Call Listening & Observation
Reviewed around 90 pre and post-purchase call recordings to identify common user questions and emotional triggers. We noticed recurring queries around coverage, claim timelines, and pickup delays, most of which could have been automated with better clarity upfront.
Operational Insights from CRM Data
Sales | Service/Support |
|---|---|
Our CRM data revealed that agents were overwhelmed with a flood of low-quality leads, many containing incomplete or incorrect information. | On the service side, most support calls were about basic claim status/updates, things users could’ve easily checked themselves. |
Key Research Insights
1. Users seek conversational guidance to make sense of choices
Many users weren’t sure what to ask or how to describe their problem. When faced with blank input fields, they froze or dropped off.
We learned that giving them simple, guided options not only reduced hesitation but also built confidence in the conversation.
2. Empathy turns hesitation into trust
Our call audits revealed that overly formal replies made users second-guess the brand.
When responses sounded conversational, acknowledging doubt or emotion ,users opened up faster and were more likely to continue.
3. Availability and consistency across channels build assurance
Users wanted to reach support wherever they felt most comfortable, WhatsApp, SMS, or email, without needing to open the app or website to chat.
However, static updates like emails or SMS alerts were often ignored because they felt impersonal and one-sided.
Maintaining the same empathetic, conversational tone across every touchpoint, not just formal notifications, became essential to keeping users informed and reassured.
4. Automation should support, not replace, human touch
Users were comfortable using automation for quick queries but expected a clear fallback when stuck or unsure. For this customer base, having visible options like “Call support” or “Connect with an agent” wasn’t just nice to have. It was essential.
Design needed to ensure automation improved efficiency without ever removing the reassurance of human help.
User Personas
To keep things simple, I’ve represented our two main user types through hypothetical personas, not real individuals, but composites built from the patterns we saw in research and data.


User Journey

✨ Crafting the Conversation Experience
Customer support (logged-in User on app/web)
Use case: Claim already raised

Sales intent (entry point -> landing page, new user)

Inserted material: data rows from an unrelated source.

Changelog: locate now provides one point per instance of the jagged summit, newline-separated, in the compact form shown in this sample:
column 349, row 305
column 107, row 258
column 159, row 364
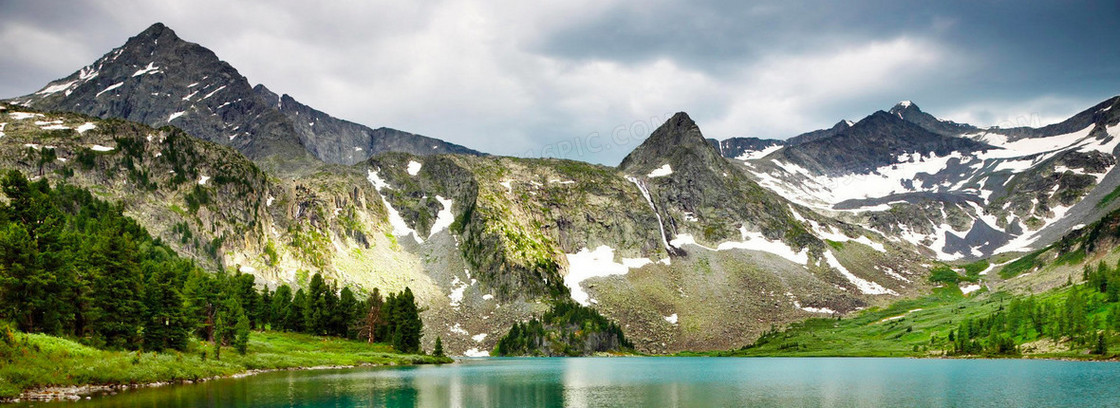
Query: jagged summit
column 157, row 30
column 678, row 141
column 818, row 135
column 158, row 79
column 875, row 141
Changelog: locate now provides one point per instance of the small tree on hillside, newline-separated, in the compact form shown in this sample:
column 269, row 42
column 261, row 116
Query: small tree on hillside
column 373, row 321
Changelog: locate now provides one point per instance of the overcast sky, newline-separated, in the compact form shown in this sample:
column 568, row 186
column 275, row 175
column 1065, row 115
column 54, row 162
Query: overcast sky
column 533, row 77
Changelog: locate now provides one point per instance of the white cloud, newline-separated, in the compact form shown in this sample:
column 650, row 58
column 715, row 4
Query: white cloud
column 1011, row 113
column 476, row 73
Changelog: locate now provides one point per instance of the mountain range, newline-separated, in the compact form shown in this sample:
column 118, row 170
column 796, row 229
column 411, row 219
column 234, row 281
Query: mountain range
column 690, row 243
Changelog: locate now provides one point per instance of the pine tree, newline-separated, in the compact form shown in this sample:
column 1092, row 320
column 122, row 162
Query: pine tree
column 295, row 320
column 316, row 317
column 218, row 330
column 241, row 334
column 281, row 307
column 1101, row 346
column 438, row 350
column 263, row 312
column 347, row 314
column 166, row 325
column 373, row 321
column 118, row 291
column 406, row 322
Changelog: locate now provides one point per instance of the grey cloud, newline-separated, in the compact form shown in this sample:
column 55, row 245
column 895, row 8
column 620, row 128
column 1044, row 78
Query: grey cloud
column 512, row 79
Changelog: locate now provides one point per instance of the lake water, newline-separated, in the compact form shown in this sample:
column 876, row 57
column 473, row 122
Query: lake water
column 660, row 382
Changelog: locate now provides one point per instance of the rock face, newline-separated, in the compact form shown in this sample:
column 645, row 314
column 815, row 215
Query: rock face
column 953, row 188
column 675, row 238
column 877, row 140
column 158, row 79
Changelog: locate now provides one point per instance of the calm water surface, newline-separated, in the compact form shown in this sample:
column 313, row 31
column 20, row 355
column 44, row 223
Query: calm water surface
column 660, row 382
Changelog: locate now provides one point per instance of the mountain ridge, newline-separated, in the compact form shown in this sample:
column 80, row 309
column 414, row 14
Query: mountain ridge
column 158, row 79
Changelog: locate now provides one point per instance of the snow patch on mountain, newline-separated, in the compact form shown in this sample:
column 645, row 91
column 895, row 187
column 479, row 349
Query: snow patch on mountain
column 590, row 263
column 400, row 228
column 110, row 87
column 750, row 155
column 865, row 286
column 413, row 167
column 649, row 200
column 661, row 172
column 151, row 68
column 750, row 240
column 444, row 219
column 56, row 89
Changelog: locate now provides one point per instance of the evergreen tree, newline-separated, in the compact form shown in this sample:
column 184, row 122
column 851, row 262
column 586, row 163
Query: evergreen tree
column 281, row 307
column 166, row 324
column 218, row 330
column 406, row 323
column 438, row 350
column 372, row 321
column 263, row 312
column 295, row 320
column 117, row 293
column 316, row 312
column 241, row 334
column 348, row 309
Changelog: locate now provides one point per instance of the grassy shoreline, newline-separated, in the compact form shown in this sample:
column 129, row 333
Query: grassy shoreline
column 917, row 327
column 42, row 365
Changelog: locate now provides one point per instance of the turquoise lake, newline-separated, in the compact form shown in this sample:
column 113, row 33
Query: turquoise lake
column 659, row 382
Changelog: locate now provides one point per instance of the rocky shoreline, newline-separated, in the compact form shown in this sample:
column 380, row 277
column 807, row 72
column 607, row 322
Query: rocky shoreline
column 86, row 391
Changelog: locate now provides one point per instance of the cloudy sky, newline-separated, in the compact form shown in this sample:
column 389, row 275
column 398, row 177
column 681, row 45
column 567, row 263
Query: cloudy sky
column 589, row 79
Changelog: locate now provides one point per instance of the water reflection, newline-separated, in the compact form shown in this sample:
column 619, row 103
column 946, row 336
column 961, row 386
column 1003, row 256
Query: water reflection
column 658, row 382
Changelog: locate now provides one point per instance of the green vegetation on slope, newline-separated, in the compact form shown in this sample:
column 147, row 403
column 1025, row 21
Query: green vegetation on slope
column 36, row 360
column 567, row 328
column 73, row 266
column 1074, row 321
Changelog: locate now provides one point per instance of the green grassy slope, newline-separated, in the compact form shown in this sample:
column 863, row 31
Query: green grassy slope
column 30, row 361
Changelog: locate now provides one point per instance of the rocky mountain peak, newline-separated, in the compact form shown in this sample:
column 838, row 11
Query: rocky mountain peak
column 679, row 140
column 159, row 80
column 155, row 33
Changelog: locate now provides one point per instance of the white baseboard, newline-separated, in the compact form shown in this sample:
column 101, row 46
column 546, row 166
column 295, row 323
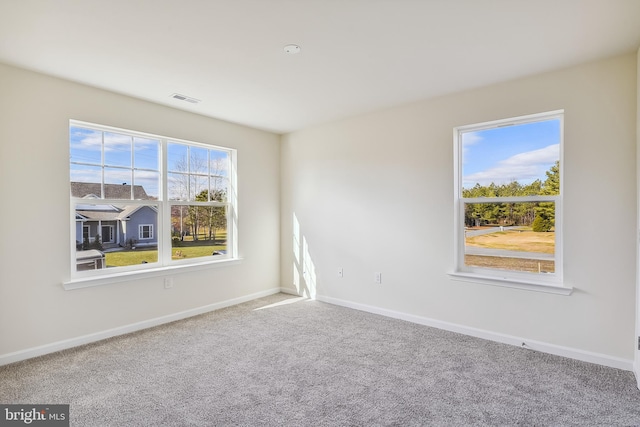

UX Challenges & How I Tackled Them
1. Inconsistent Knowledge Responses
Early replies felt fragmented and robotic.
I restructured FAQs into intent-based conversational nodes with the data science team, ensuring consistent, human-like responses.
2. Balancing Automation with Empathy
Speed alone wasn’t enough- users needed reassurance.
I added contextual fallbacks like “Would you like to connect with an expert?” to make automation feel safe and optional.
3. Omnichannel Consistency
Different channels (chat, WhatsApp, SMS) created tone gaps.
I defined adaptable templates and tone rules so the experience felt like one assistant, not three systems.
4. Reducing Cognitive Load
Early designs sent too much text at once.
We adopted a “one idea per bubble” approach - concise, empathetic messages that boosted readability and engagement.
Next Steps
Agent Copilot: Build an AI assistant to surface user intent and sentiment for agents before calls.
Context Memory: Enable the chatbot to recall past interactions for smoother follow-ups.
Sentiment Escalation: Auto-route frustrated users to human support.
Multilingual Support: Localize the chatbot for Tier-2/3 audiences.